それで誰か私のいるホテルを知っている人がいたかもしれないが、その場合は受付で部屋番号を聞かないといけないだろう。事実、彼女自身が部屋番号を知らなかった。

誰も私を訪ねて来た人のいないことは分かっていた。というのも、服を着て、まず最初に下の階に降りて、そのような依頼がなかったか受付で聞いたからだ。ホテルの規定では、宿泊客に電話で確認することなく個人情報を教えてはいけないことになっていたし、緊急の場合を除き、真夜中を過ぎてそのような電話は一切してはいけないことになっていた。

また一方で、ホテルでそのような規則を通り抜けることは難しくない。つまり、たぶん訪問者が単に誰かにチップを渡し、私の部屋番号を知って、階を上がってきたのだ。彼は少しも怪しく見えなかったので、危険人物に見えなかったのだろう。
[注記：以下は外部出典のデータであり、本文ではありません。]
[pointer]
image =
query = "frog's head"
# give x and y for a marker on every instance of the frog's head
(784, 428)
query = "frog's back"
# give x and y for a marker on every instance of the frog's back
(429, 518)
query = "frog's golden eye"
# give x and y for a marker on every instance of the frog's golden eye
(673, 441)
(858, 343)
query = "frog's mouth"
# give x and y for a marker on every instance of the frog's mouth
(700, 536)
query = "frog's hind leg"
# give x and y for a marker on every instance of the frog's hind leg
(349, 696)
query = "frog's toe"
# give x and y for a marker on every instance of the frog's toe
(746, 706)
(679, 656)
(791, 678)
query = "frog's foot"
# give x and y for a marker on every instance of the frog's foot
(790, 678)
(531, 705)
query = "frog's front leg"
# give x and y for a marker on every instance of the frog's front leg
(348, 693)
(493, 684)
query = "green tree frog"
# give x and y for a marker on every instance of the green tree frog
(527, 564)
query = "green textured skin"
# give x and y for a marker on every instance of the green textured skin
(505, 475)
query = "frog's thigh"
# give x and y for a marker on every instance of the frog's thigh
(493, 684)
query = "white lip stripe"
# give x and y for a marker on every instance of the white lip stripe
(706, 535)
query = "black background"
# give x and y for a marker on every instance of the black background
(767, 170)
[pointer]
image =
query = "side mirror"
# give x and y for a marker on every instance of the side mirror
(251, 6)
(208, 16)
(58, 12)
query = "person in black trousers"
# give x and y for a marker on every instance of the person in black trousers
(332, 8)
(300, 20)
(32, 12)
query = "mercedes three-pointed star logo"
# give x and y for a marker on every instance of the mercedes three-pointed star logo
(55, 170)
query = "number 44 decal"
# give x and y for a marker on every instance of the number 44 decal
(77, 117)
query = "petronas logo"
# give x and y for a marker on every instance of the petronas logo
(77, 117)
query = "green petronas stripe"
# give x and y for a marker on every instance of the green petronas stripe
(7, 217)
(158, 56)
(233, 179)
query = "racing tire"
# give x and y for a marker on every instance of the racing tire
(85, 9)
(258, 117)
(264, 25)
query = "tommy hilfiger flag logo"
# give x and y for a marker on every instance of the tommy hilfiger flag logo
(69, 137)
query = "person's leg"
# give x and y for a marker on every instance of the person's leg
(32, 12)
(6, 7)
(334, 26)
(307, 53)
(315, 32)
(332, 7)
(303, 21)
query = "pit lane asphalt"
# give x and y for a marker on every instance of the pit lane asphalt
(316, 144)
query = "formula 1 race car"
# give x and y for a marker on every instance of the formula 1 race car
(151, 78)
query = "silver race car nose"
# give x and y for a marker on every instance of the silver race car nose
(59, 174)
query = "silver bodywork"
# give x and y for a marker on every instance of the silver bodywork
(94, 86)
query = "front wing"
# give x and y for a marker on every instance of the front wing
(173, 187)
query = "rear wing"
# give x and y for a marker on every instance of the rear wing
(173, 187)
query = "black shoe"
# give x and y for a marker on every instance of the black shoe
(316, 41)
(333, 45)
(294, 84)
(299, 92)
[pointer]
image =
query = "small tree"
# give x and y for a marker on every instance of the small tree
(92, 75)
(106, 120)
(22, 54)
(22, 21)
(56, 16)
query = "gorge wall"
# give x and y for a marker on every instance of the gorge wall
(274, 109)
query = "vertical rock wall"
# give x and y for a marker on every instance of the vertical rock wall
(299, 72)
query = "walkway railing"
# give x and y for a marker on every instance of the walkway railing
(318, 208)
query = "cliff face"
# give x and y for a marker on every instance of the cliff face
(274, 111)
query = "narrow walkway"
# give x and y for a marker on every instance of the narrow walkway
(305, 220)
その後2年以上、色んな方法を使って彼を探そうとしたが、うまくいかなかった。最終的に、彼の言葉を個人的に公開することを思いついた。こうすれば彼が連絡しに戻って来てくれるかもしれない、と期待したからだ。その本は10年間私のホームページで販売されたが、名乗り出ることはなかった。

そういうわけで、あの晩に一体何が起こったのか疑問が残っている。彼は実在する肉体を持った人物であったのか、想像上の人物であったのか?

10年以上たった今、あの晩のことを振り返ってみると、あれほど私の人生に大きな影響を与えたのに、この男が実在の人物であったかどうか、正直なところ確信が持てない。しかし、この点について彼が単なるわたしの想像の産物ではない、という事もはっきりと言える。そういうわけで、今この本を一般の読者に公開しているのだ。